THAT’S A SENTENCE I NEVER HEARD BEFORE
ROBO’S BACK! Highlighting a very light week is my first legitimate switch to a digital format, along with finishing Bioshock Infinite (more Friday) and Bioshock 1 again. Also, a 2 day hangover from a wedding related bender, which explains why I’m sitting down to review last week’s comics at 10:30 the night before a new week comes out.
ATOMIC ROBO REAL SCIENCE ADVENTURES #7: Or issue 1 of volume 2 of Real Science Adventures, if you want to look at it that way. The first 6 issues of RSA were an interesting anthology experiment by Team Robo. It was smaller stories taking place in the Atomic Robo universe, given a couple of pages each issue to move on. There were a bunch of fun stories, including a Sparrow/World War 2 tale, Bruce Lee training Robo, and the precursor to the story that’s going to occupy volume 2, a story with the turn of the century “Centurions of Science” and also Annie Oakley and Wong Fei Hung’s father (I think they should be called Science Team 6 BECAUSE IT’S TOPICAL [edit: dammit, there's 7 of them. I'm an idiot]) fighting an old Robo villain. Two problems arose from this format, though: one, a problem for me because I’ve bought and read and reread everything Robo I can get my hands on, was when reprints started showing up. It had the feel of filler, and contributed a bit to the second problem: the issues really exposed some of the flaws of a monthly comics format. When you’re buying comics every week and you have 4 weeks between issues, it’s easy to forget what’s happening in stories, especially if you’re juggling several separate plots for each issue. It’s doubly hard when you start seeing reprints, because these stories were already breezy reads to begin with–it’s rare that I reread old issues before the end of an arc. The first six issues read great in the trade, and they were all very enjoyable stories, but the decision to offer up little bites of several stories made the book less enjoyable to read monthly. That looks to have changed now that RSA has returned, and it doesn’t hurt that the focus is on Tesla’s 7.
The basic plot, where Tesla does magic to a bad guy and explains how it’s science to George Westinghouse while discovering that his big macguffin was robbed, is fun. Erica Henderson, who provides the art and colors, has a distinctly cartoony but incredibly familiar style, and does well keeping even the talky framing scenes fun and interesting to look at.
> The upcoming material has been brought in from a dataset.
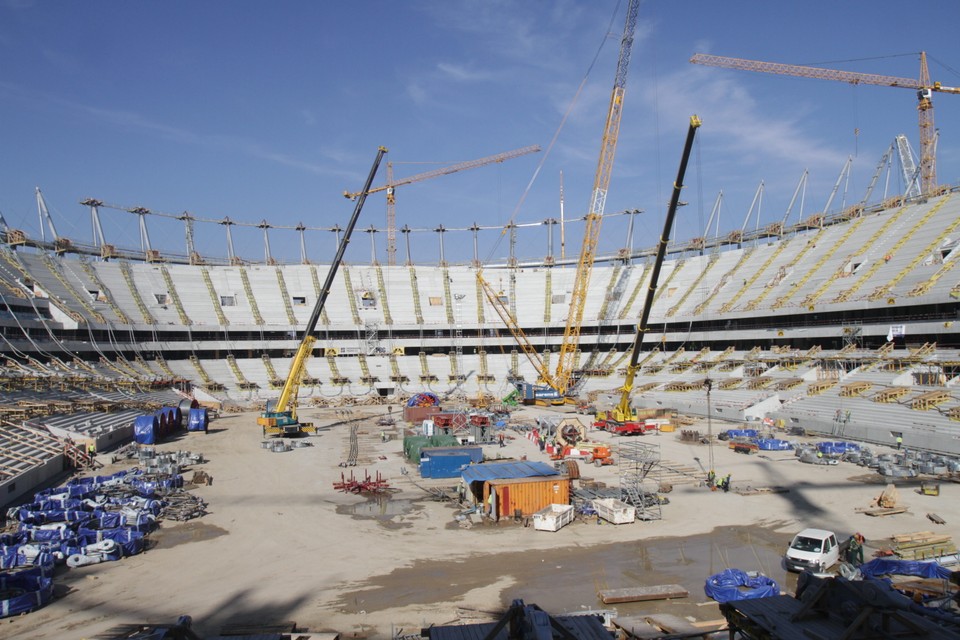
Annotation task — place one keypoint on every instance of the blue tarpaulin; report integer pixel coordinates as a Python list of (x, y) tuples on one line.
[(197, 420), (734, 584), (500, 470), (425, 399), (880, 567), (772, 444), (24, 593), (145, 429), (838, 447)]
Clevenger’s writing is up to his usual standard, and that standard is great. Overall, I’m glad to have the book back.
[LATE EDIT: I totally forgot to mention that this book is also 75 cents cheaper if you buy it online as opposed to paper, so much love to the Red 5 folks for making it more cost effective for me to go digital for singles and then buy the trade after.]
THUNDERBOLTS #8: Apparently the Venom symbiote can make you have nice eyes now, too. This is very much a transition issue, and despite the amount of blood in it, it’s actually almost slow paced. I really would buy a monthly Venom book drawn by Phil Noto, though. He’s outstanding.
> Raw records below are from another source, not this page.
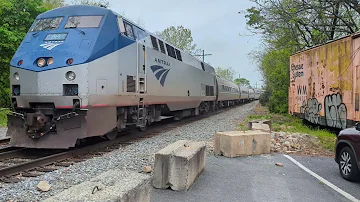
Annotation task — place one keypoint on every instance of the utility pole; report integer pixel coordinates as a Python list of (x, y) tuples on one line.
[(203, 55)]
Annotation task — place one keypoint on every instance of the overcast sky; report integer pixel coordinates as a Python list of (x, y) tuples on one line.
[(215, 27)]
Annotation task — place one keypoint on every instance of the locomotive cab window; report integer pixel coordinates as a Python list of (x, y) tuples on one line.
[(121, 25), (46, 24), (139, 33), (162, 47), (83, 22), (154, 42), (171, 51), (178, 54)]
WONDER WOMAN #19: The Wonder Woman “WTF” cover is predicated entirely on whether or not you give a rat’s ass about who she’s dating. If not, at least you get a gatefold Cliff Chiang drawing. First and foremost, Laura Sneddon at the Beat has written a pretty interesting take on the Wonder Woman book–definitely check it out. She hits on a lot of my issues with Wonder Woman, particularly lately–she feels like a secondary character in her own book, the focus is entirely on worldbuilding, and she’s not terribly well characterized. That said, I am certainly sticking around for Azzarello, Chiang and Akins’ New Gods. What can I say, I’m clearly a sucker for old Kirby stuff.
X-MEN LEGACY #9: Do you know how hard it is to cynically undercut your own self-conscious riff on Watchmen at the very beginning, and then pull it off over the course of the next 17 pages and have the reader barely notice? Under almost every other circumstance, this book would have been not only not good but aggressively stupid about it, but Spurrier does a really, really fantastic job with it. There’s a real softie lurking underneath that cynical British wit, and he really shines when he lets it out. This is probably one of my top 3 X-Men runs of all time.